DURHAM scientists are helping a company become a world leader in satellite tracking.

Next month, GlobalPoint Technologies will unveil a tracker 1,000 times more sensitive than any other product on the market.

It uses military technology previously unavailable in civilian global positioning systems, and can function inside buildings and underground.

John Davidson, GlobalPoint managing director, said: "It has fantastic potential and the security applications are endless.

"It can be covertly placed inside a shipping container, which can then be tracked to its destination without anyone knowing about it."

GlobalPoint has invested £250,000 in the tracker, which will be launched at the World GSM Conference, in Cannes, France, next month, then at a similar event in Dubai.

"We have already had inquiries from various Government departments and from some of the world's leading blue-chip companies," said Mr Davidson.

GlobalPoint, based in North Shields, North Tyneside, acquired the tracking technology from QinetiQ, a research and development agency that supplies the Ministry of Defence.
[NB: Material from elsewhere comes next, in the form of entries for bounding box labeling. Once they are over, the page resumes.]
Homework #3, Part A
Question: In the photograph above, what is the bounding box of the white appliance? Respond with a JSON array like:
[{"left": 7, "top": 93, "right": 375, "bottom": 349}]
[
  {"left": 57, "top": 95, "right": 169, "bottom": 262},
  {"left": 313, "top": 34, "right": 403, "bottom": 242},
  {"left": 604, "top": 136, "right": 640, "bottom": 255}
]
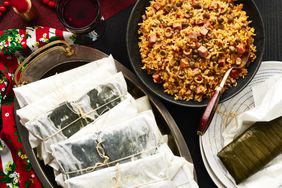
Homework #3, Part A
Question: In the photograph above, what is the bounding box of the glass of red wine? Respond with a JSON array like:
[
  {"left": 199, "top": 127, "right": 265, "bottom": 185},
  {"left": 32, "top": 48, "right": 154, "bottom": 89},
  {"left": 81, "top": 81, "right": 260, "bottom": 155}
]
[{"left": 57, "top": 0, "right": 103, "bottom": 43}]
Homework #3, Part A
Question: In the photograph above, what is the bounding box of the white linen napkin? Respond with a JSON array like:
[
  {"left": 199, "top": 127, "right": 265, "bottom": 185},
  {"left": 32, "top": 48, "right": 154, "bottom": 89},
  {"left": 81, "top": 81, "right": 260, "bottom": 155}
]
[{"left": 223, "top": 75, "right": 282, "bottom": 188}]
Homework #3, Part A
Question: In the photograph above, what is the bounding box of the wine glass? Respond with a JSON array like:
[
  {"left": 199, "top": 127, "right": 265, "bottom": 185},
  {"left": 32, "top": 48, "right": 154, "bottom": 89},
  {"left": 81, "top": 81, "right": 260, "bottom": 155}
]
[{"left": 57, "top": 0, "right": 103, "bottom": 43}]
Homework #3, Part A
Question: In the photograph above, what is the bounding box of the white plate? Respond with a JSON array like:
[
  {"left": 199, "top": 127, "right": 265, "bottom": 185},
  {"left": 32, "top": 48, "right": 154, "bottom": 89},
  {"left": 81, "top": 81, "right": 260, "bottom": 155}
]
[{"left": 200, "top": 61, "right": 282, "bottom": 188}]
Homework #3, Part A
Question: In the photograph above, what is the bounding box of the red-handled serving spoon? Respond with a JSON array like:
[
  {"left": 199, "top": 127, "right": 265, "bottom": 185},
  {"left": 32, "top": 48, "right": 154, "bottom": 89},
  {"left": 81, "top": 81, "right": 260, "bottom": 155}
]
[{"left": 197, "top": 51, "right": 250, "bottom": 136}]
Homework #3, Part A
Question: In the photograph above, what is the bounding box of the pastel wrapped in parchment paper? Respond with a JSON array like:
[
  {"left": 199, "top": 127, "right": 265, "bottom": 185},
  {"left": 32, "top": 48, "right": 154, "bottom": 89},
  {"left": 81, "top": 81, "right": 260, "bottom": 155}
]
[
  {"left": 51, "top": 110, "right": 166, "bottom": 181},
  {"left": 69, "top": 96, "right": 151, "bottom": 139},
  {"left": 17, "top": 67, "right": 119, "bottom": 124},
  {"left": 13, "top": 55, "right": 117, "bottom": 107},
  {"left": 25, "top": 73, "right": 127, "bottom": 164},
  {"left": 65, "top": 146, "right": 198, "bottom": 188}
]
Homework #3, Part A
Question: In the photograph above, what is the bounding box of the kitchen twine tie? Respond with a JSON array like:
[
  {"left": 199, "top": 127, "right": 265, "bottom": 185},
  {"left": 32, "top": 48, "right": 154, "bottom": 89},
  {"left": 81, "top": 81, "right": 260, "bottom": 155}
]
[
  {"left": 62, "top": 141, "right": 193, "bottom": 188},
  {"left": 31, "top": 94, "right": 125, "bottom": 141},
  {"left": 216, "top": 104, "right": 251, "bottom": 128},
  {"left": 62, "top": 145, "right": 163, "bottom": 176}
]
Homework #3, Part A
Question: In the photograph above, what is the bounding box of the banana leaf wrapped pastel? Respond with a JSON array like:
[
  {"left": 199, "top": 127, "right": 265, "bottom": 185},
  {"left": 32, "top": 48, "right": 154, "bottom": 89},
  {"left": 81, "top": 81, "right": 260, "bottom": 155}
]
[
  {"left": 217, "top": 117, "right": 282, "bottom": 184},
  {"left": 13, "top": 55, "right": 117, "bottom": 108},
  {"left": 51, "top": 110, "right": 166, "bottom": 181},
  {"left": 66, "top": 145, "right": 198, "bottom": 188}
]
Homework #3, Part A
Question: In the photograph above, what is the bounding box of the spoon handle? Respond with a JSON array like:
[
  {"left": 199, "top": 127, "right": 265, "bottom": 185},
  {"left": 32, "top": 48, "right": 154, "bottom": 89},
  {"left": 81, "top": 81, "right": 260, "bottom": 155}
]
[{"left": 197, "top": 87, "right": 222, "bottom": 136}]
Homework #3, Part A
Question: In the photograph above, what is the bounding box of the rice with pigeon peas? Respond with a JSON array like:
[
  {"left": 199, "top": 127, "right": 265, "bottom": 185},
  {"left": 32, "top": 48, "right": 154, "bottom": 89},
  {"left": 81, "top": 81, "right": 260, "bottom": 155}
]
[{"left": 138, "top": 0, "right": 256, "bottom": 102}]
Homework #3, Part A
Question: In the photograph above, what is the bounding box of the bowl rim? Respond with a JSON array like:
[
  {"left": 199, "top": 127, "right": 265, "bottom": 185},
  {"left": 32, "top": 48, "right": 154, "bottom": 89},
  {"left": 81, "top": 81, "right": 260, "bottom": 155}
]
[{"left": 126, "top": 0, "right": 265, "bottom": 108}]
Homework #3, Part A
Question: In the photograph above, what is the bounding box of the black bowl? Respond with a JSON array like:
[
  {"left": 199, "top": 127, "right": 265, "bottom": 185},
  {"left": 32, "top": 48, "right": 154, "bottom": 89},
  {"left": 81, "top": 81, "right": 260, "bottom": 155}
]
[{"left": 126, "top": 0, "right": 265, "bottom": 107}]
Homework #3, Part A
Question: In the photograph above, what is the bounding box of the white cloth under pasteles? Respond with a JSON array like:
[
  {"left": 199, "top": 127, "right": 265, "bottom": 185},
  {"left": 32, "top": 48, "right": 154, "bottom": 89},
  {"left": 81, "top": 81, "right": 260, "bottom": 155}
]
[
  {"left": 223, "top": 75, "right": 282, "bottom": 188},
  {"left": 13, "top": 55, "right": 117, "bottom": 107},
  {"left": 51, "top": 110, "right": 166, "bottom": 181},
  {"left": 65, "top": 144, "right": 198, "bottom": 188},
  {"left": 69, "top": 96, "right": 151, "bottom": 139},
  {"left": 25, "top": 73, "right": 127, "bottom": 164},
  {"left": 17, "top": 68, "right": 120, "bottom": 124}
]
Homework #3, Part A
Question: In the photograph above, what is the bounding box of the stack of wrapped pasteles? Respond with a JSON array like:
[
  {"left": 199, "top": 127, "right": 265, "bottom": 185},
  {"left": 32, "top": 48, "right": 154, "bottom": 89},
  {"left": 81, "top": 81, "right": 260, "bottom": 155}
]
[
  {"left": 14, "top": 56, "right": 198, "bottom": 188},
  {"left": 218, "top": 117, "right": 282, "bottom": 184}
]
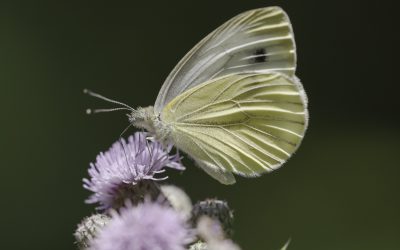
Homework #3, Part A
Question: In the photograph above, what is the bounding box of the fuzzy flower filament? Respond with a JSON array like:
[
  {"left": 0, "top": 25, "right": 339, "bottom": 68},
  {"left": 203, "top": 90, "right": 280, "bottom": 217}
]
[
  {"left": 83, "top": 132, "right": 185, "bottom": 209},
  {"left": 90, "top": 200, "right": 192, "bottom": 250}
]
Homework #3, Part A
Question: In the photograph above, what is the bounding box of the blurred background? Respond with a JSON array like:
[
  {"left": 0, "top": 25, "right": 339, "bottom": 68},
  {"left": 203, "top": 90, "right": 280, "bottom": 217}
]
[{"left": 0, "top": 0, "right": 400, "bottom": 250}]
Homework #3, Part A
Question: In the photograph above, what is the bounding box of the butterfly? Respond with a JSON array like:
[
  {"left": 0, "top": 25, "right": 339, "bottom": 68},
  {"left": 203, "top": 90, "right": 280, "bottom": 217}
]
[{"left": 86, "top": 7, "right": 308, "bottom": 184}]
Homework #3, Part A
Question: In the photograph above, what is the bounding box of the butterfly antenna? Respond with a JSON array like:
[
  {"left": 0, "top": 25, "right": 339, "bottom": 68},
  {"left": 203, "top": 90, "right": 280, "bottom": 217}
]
[{"left": 83, "top": 89, "right": 134, "bottom": 112}]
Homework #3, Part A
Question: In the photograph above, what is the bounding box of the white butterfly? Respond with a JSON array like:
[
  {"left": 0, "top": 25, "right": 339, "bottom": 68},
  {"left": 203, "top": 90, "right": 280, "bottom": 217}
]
[{"left": 87, "top": 7, "right": 308, "bottom": 184}]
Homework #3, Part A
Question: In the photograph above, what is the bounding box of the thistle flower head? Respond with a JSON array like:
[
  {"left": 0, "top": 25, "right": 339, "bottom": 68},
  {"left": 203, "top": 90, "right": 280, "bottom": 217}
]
[
  {"left": 83, "top": 132, "right": 184, "bottom": 209},
  {"left": 90, "top": 200, "right": 192, "bottom": 250}
]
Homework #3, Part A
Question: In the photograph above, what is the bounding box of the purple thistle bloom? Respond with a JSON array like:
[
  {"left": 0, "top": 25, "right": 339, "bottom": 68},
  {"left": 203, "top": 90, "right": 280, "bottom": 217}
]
[
  {"left": 90, "top": 200, "right": 192, "bottom": 250},
  {"left": 83, "top": 132, "right": 185, "bottom": 209}
]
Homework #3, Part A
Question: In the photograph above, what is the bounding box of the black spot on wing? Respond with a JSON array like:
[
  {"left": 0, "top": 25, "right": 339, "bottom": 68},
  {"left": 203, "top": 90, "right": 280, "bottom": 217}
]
[{"left": 252, "top": 48, "right": 268, "bottom": 63}]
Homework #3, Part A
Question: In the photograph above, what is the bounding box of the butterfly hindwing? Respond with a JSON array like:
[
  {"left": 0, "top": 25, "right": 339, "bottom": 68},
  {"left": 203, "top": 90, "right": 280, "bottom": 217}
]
[
  {"left": 154, "top": 7, "right": 296, "bottom": 113},
  {"left": 161, "top": 72, "right": 307, "bottom": 184}
]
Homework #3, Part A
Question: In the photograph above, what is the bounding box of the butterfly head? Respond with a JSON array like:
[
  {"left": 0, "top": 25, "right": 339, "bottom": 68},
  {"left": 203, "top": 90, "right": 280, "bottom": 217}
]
[{"left": 128, "top": 106, "right": 158, "bottom": 134}]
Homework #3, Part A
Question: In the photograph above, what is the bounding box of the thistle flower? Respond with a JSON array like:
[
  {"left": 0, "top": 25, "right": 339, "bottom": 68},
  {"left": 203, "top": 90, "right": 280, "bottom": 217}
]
[
  {"left": 83, "top": 132, "right": 185, "bottom": 209},
  {"left": 90, "top": 200, "right": 192, "bottom": 250},
  {"left": 74, "top": 214, "right": 110, "bottom": 249},
  {"left": 160, "top": 185, "right": 193, "bottom": 219}
]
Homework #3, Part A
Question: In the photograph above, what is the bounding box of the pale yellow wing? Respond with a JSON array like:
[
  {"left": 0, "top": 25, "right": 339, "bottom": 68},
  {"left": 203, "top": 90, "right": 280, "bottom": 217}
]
[
  {"left": 161, "top": 72, "right": 308, "bottom": 184},
  {"left": 154, "top": 7, "right": 296, "bottom": 112}
]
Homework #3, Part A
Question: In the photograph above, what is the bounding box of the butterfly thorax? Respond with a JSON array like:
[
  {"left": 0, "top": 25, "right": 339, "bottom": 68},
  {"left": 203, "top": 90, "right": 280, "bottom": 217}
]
[{"left": 128, "top": 106, "right": 170, "bottom": 141}]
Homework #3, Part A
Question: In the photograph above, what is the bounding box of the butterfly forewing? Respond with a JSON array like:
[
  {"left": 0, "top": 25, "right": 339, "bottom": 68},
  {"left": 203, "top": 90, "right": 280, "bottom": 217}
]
[
  {"left": 161, "top": 72, "right": 307, "bottom": 184},
  {"left": 154, "top": 7, "right": 296, "bottom": 113}
]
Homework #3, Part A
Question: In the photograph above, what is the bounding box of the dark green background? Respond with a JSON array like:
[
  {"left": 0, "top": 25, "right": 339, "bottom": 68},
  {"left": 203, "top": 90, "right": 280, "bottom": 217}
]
[{"left": 0, "top": 0, "right": 400, "bottom": 250}]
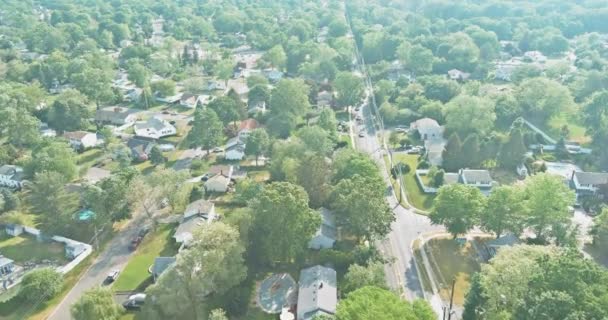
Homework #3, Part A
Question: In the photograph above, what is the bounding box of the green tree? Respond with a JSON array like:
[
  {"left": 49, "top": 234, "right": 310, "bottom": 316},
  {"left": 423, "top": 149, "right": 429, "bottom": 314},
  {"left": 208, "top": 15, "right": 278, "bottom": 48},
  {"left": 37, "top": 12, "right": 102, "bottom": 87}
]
[
  {"left": 525, "top": 173, "right": 576, "bottom": 240},
  {"left": 341, "top": 262, "right": 387, "bottom": 295},
  {"left": 262, "top": 45, "right": 287, "bottom": 70},
  {"left": 188, "top": 108, "right": 224, "bottom": 154},
  {"left": 429, "top": 184, "right": 485, "bottom": 238},
  {"left": 498, "top": 128, "right": 528, "bottom": 169},
  {"left": 245, "top": 128, "right": 270, "bottom": 166},
  {"left": 150, "top": 146, "right": 165, "bottom": 166},
  {"left": 27, "top": 171, "right": 79, "bottom": 236},
  {"left": 19, "top": 268, "right": 63, "bottom": 303},
  {"left": 142, "top": 222, "right": 247, "bottom": 320},
  {"left": 151, "top": 79, "right": 175, "bottom": 97},
  {"left": 444, "top": 95, "right": 496, "bottom": 136},
  {"left": 336, "top": 286, "right": 437, "bottom": 320},
  {"left": 48, "top": 89, "right": 92, "bottom": 132},
  {"left": 208, "top": 96, "right": 245, "bottom": 125},
  {"left": 250, "top": 182, "right": 321, "bottom": 263},
  {"left": 515, "top": 78, "right": 574, "bottom": 121},
  {"left": 443, "top": 132, "right": 464, "bottom": 172},
  {"left": 24, "top": 141, "right": 78, "bottom": 182},
  {"left": 479, "top": 186, "right": 526, "bottom": 238},
  {"left": 334, "top": 71, "right": 365, "bottom": 107},
  {"left": 331, "top": 174, "right": 395, "bottom": 240},
  {"left": 70, "top": 287, "right": 123, "bottom": 320},
  {"left": 268, "top": 79, "right": 310, "bottom": 137}
]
GlobalPoint needed help integrating the tracker with its existing telematics systems and turned to the Newcastle-based international Centre of Excellence for Nanotechnology, Micro and Photonic Systems (Cenamps).

Cenamps put GlobalPoint in touch with the Centre of Electronic NanoeSystems (CENS), based in Durham University's School of Engineering.

In only two-and-a-half months, CENS created the hardware and wrote the software.

Its team of five incorporated the tracker with a mobile phone in a larger device measuring about 10cm in length, complete with its own micro-processor.

That means it can communicate via the Internet or SMS and has the capability to monitor the state of a vehicle.

CENS project leader Craig Robinson said: "The commercial benefits are clear.

"It can tell the user everything, from a truck's fuel consumption to how it has been driven or how much oil is in the engine.

"A large fleet operator can use it to keep track of vehicle movements and schedule maintenance more appropriately."

CENS has been set up to use nano-technology to solve practical problems for North-East small and medium-sized companies, or help them bring new products to the market.

"Durham University was quite outstanding," said Mr Davidson. "It was inspiring how Craig's team recognised the tracker's potential.

"For academics, they showed a sense of commercial reality and worked incredibly fast to turn it around."